Life Insurance is one of the most important financial product you should buy and yet, is often the most mis-sold product in India. Considering this, are you making the right choice, and moreover, are you buying life insurance for the right reasons?
Here are 4 questions to help you decide.
Question 1: Do you really need it?
Unlike other products or services you buy, you are not the beneficiary when you buy insurance. So who will get the money if you are not around anymore?
You need life insurance as long as someone is dependent on your income to take care of their expenses and would be affected financially if you were gone. No dependents? Then you don’t need life insurance.
Question 2: Are you buying life insurance or trying to save tax?
If you are like a lot of Indians, you probably have thought of life insurance as a tax saving option or an investment. While life insurance premiums are eligible for tax deductions, thinking of life insurance because you want to save tax is wrong. There are much better ways to save tax.
Life insurance is an expense and you should treat it as one. Don’t expect returns from it or buy it as an investment option. This means you should normally stick to a good term plan that meets your expectations.
Question 3: How much do you need? How long is the cover for?
Life Insurance cover is meant to act as a replacement for your take home income. Most experts believe, you should insure for at least 10-30 times your current annual take home earnings. This also means that you have to upgrade your policy at different stages in line with your income. This is where duration comes in. The longer the duration, the higher would be the cover.
Here’s a quick rule of thumb for figuring out how much life insurance coverage is required.
Find out how much money your dependents require to maintain their current lifestyle. Use this to figure out how much money they need to invest in a safe instrument like Bank FD or debt mutual fund to get the same amount as interest after tax. Also consider money required for life goals like children’s education, marriage, medical contingencies etc.
The figure you arrive at is roughly the life insurance cover you need.
Keep in mind that living expenses increase every year.

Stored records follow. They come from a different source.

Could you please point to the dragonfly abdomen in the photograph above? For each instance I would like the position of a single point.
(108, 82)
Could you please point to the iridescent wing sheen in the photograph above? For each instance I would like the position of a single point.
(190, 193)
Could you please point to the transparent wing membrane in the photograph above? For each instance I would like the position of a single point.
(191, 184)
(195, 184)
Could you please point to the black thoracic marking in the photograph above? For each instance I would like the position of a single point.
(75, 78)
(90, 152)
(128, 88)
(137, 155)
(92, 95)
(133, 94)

So make sure your insurance coverage is also increased to support the increased living expenses.
Question 4: How much can you afford to pay?

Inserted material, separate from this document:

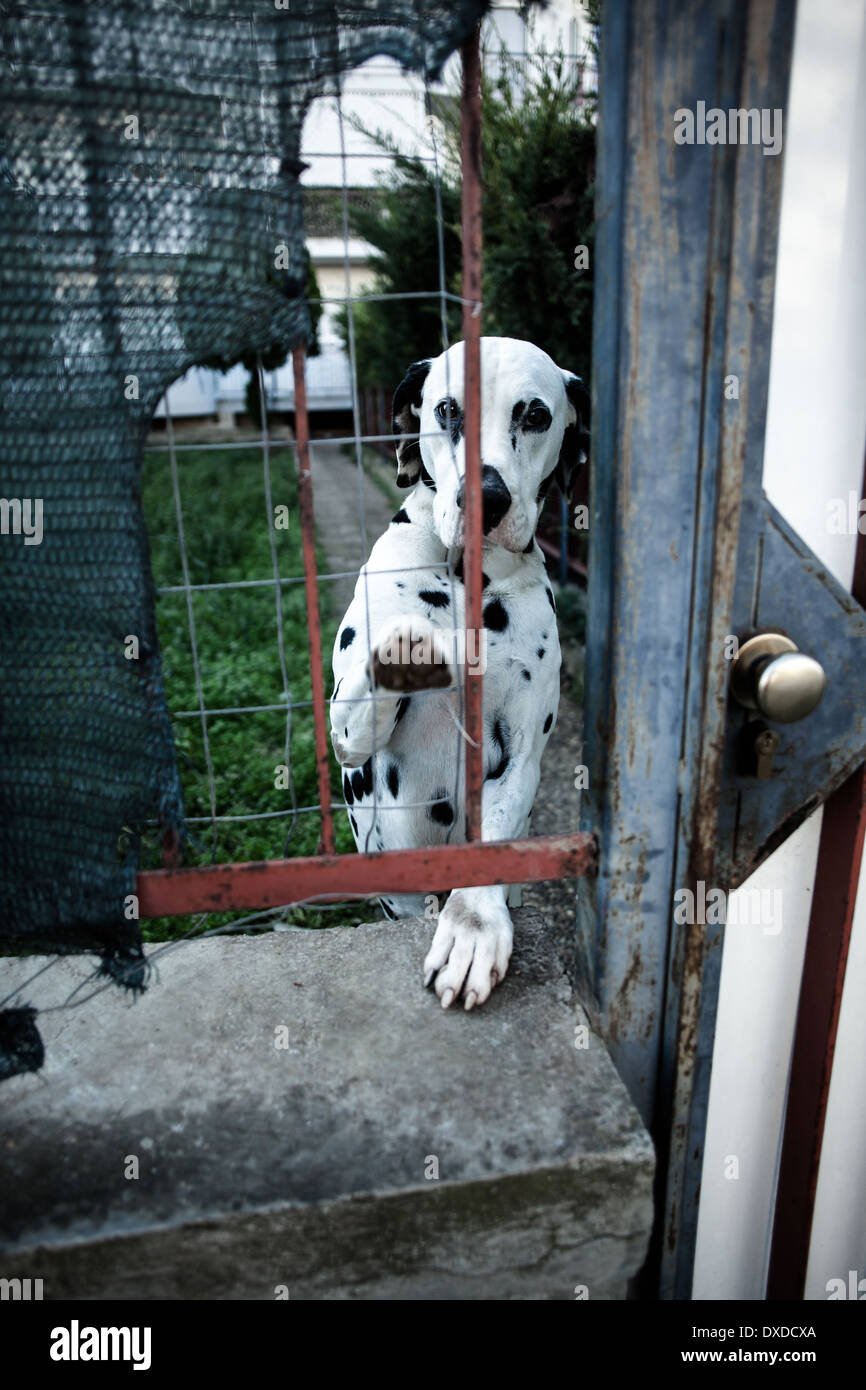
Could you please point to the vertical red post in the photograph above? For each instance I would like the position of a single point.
(307, 534)
(471, 413)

The next question is, how much do you have to pay as life insurance premium (the amount you will pay the insurance company every year or quarter)?

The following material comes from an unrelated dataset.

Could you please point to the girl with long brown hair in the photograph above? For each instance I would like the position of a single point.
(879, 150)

Life insurance doesn’t necessarily have to cost you a lot. Let’s first understand what affects how much you pay as premium.
- Your Age
The younger you are, the cheaper your life insurance premium will be.
Note: You normally don’t need insurance once you cross 50 as generally, you would have accumulated most of your savings by then (and also invested them).
- Your medical history as well as your lifestyle habits
If you have no family history of serious illnesses such as heart disease then this will reduce your life insurance premium. Negative lifestyle habits, such as smoking, increase your premium payable.
- The kind of life insurance plan and its duration
Term Insurance is simply a life insurance plan that is valid for a certain number of years for which you pay a nominal premium. In this plan you will not receive any pay out at the end of the time period decided. The pay-out will happen only in case something untoward happens to you. This is normally also the cheapest option.
Other life insurance plans act as investment vehicles which invest insurance premiums in different kinds of financial instruments. These offer returns which can vary. The premiums in such plans are more as well.
Pro Tip: Always buy term life insurance only. The returns offered by money back insurance policies are typically around 4-6%, a figure that’s way below inflation rates.
- Any riders/ additions that come with the plan
Various riders, such as accidental death benefit, tend to increase the cost of the life insurance. Insurance against particular diseases also can cost you more.